When it was finally determined that I would write a synthesis of the pastoral theology of John Newton, it became clear to me that to hold true to Newton’s approach, my book would need to find its focal point in one direction. For Newton, Christ is the conscious center of the Christian life. And not a theoretical Christ-centered life that acknowledges the doctrines of the gospel on occasion, but a life truly centered entirely — and daily — on the magnificent person of Jesus Christ, as seen with the eyes of faith.
I was certainly up the challenge, and put pen to paper.
But in the early weeks of writing I felt occasional jolts of caution. Sometimes I would stop writing to ponder whether or not the market would sustain a book like the one I was writing. Will readers get antsy for the practical how-tos for life success? Of course the book would have to get very practical, because street-smart Newton was never content with tossing out untried theories. But the book could never lose sight of Calvary.
But back in those early days of writing the book, wrestling with this one nagging question, one evening I decided to pull down a collection of Charles Spurgeon sermons and read something he preached as a 21-year-old titled “A visit to Calvary,” published here on pages 187–188.

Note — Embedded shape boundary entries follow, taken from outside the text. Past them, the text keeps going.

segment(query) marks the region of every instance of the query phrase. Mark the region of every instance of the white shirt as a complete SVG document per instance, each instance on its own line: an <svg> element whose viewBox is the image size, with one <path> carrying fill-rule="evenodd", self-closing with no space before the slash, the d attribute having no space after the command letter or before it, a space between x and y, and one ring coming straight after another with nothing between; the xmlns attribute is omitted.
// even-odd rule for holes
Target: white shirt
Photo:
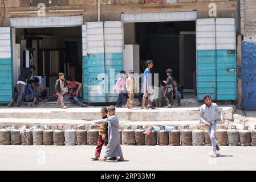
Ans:
<svg viewBox="0 0 256 182"><path fill-rule="evenodd" d="M200 121L204 123L209 122L214 124L216 121L216 114L218 113L221 118L223 118L223 114L216 103L212 102L210 107L208 107L205 104L200 107L199 115Z"/></svg>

Here’s what caught my attention:
We never hear a sermon concerning Christ crucified of which we disapprove, however inelegant its diction, if it be sound in doctrine. We never complain of our minister that he preaches too much concerning Jesus Christ. No; there can be no tautology where his name is mentioned; though a sermon should be little beyond the mere repetition of his Name, we would rejoice to hear it. . . .
Oh, how dissatisfied are our souls when we listen to a sermon that is destitute of Christ! There are some preachers who can manage to deliver a discourse and to leave Christ’s name out of it altogether. Surely, the true believer, who is present on such an occasion, will say, with Mary Magdalene, ‘They have taken away the Lord, and I know not where they have laid him.’

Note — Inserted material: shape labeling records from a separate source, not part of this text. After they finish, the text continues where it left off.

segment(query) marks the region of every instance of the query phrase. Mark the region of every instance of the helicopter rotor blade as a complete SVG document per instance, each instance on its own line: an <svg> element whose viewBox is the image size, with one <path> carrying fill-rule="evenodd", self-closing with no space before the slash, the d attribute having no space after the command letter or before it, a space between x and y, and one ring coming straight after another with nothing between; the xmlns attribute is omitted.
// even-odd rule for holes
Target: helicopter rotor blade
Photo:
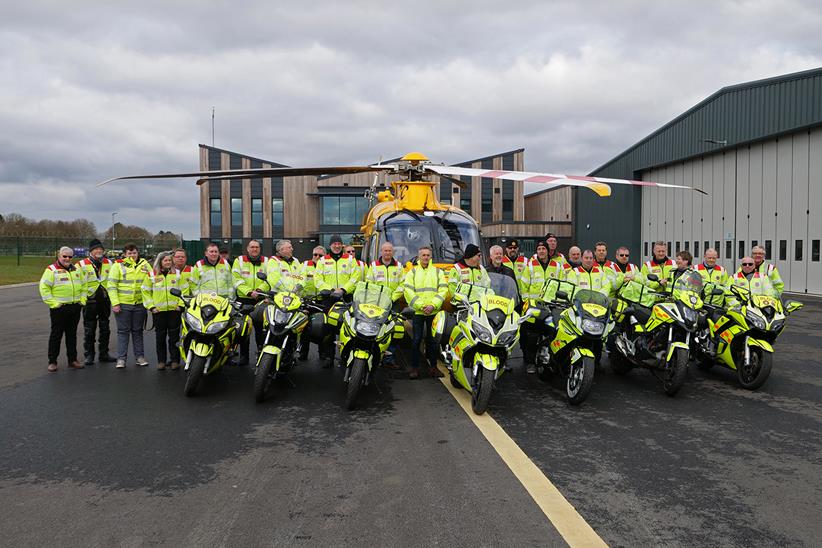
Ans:
<svg viewBox="0 0 822 548"><path fill-rule="evenodd" d="M610 196L611 187L609 185L633 185L633 186L656 186L663 188L683 188L688 190L695 190L703 194L707 194L698 188L692 188L682 185L671 185L665 183L655 183L652 181L631 181L628 179L611 179L607 177L586 177L580 175L555 175L552 173L539 173L532 171L501 171L501 170L487 170L475 169L466 167L454 166L425 166L429 171L438 175L457 175L469 177L487 177L490 179L506 179L509 181L523 181L526 183L545 183L553 187L557 186L579 186L588 188L596 192L599 196Z"/></svg>
<svg viewBox="0 0 822 548"><path fill-rule="evenodd" d="M394 164L377 164L373 166L332 166L332 167L263 167L253 169L223 169L216 171L192 171L187 173L161 173L153 175L127 175L114 177L97 183L97 186L114 181L136 179L182 179L197 178L197 184L205 181L219 181L223 179L257 179L261 177L299 177L302 175L346 175L352 173L391 171Z"/></svg>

Take away Christ from the sermon, and you have taken away its essence. The marrow of theology is Christ; the very bone and sinew of the gospel is preaching Christ. A Christless sermon is the merriment of hell; it is also a fearful waste of time, and it dyes with the blood of souls the skirts of the man who dares to preach it.
But too much of Christ we cannot have. Give us Christ always, Christ ever. The monotony of Christ is sweet variety, and even the unity of Christ hath in it all the elements of harmony. Christ on his cross and on his throne, in the manger and in the tomb — Christ everywhere is sweet to us. We love his name, we adore his Person, we delight to hear of his works and his words. Come, then, to Calvary awhile with me, that I may say to you, as Pilate said to the Jews outside his judgment hall, ‘Behold the man!’
Such a simple point, such a profound truth, wrapped in such a strong rhetorical punch was enough to encourage me forward writing the book, confident that Newton himself would echo Spurgeon’s answer to the question. Will Christian readers yawn at books too full of Christ’s glory? May it never be!